Working with four children with CP, the researchers found that the children's functional mobility improved through physical interaction with horses. This was characterised by the children adapting to the horse's movement and vice versa, which massively improved the effect of rehabilitation.

CP is often characterised by abnormal gait patterns and the inability to maintain posture and balance. While the condition is incurable, physical therapy treatments do much to improve movement, funding for which is integral to our claims. But, while practitioners, and solicitors, have long be aware of the benefits, there has been little formal data to underpin its success.

The scientists in this latest study put sensors on the children and horses to record their movements and track things like acceleration and angular velocity. They found that after a while, the data from the horses and children began to resemble each other, indicating the horse and the rider had begun to synchronise.

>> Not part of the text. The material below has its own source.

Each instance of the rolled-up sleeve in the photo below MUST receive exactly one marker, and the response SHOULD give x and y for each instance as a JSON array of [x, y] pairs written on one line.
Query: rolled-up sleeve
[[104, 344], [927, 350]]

Mobility tests on the children after each riding session also showed improvements in their motor skills.

The hope is this study will be a baseline for further research on hippotherapy which in turn should increase physical therapy programmes that without doubt massively improve the quality of life for children with CP, not least by giving them a confidence boost in what they can achieve plus an inordinate amount of joy in movement.

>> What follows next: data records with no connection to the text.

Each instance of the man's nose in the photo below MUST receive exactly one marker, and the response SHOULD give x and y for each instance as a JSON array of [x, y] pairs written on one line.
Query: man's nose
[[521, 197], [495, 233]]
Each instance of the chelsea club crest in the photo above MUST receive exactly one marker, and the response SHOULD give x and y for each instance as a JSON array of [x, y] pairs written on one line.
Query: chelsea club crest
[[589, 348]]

One only has to read Lottie Sharp's story to agree.

Accessing hippotherapy

Our Court of Protect team (COP) has long been involved in managing the affairs of clients involved in birth injury claims who, as part of their claims, are provided funds to buy and look after horses and ponies, generally treating the animals as much loved family pets. Each of these clients are testimony to the amazing impact of riding therapy.

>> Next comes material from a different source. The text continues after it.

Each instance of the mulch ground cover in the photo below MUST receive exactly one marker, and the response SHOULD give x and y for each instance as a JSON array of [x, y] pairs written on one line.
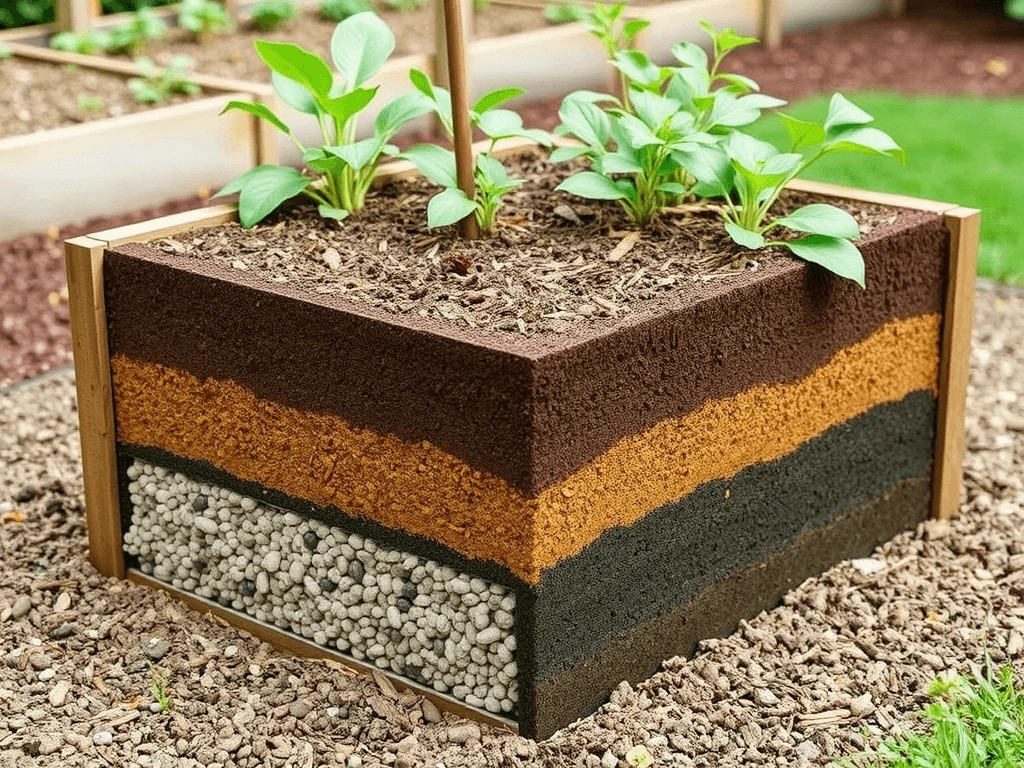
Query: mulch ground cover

Where physiotherapists and occupational therapists caring for a child with cerebral palsy are able to give evidence that the child would benefit from learning to ride, the costs of buying and housing a horse at home can generally be included in the schedule of damages of that claim.

Once the funds are available, the team gets to work to help access the right horse and often also helps finds suitable accommodation for the family with stables, or the horse is kept at stables close-by.

These children have often never ridden before and, obviously, it takes time and patience for them to learn. And beyond the incredible physical impact it has on their movement, they also benefit hugely from learning to care for a horse every day and develop a strong bond with their much loved animal who often becomes their confidant.

In one recent case, we asked a client – a young girl - how having a horse at home made her feel. The answer was simply 'happy'.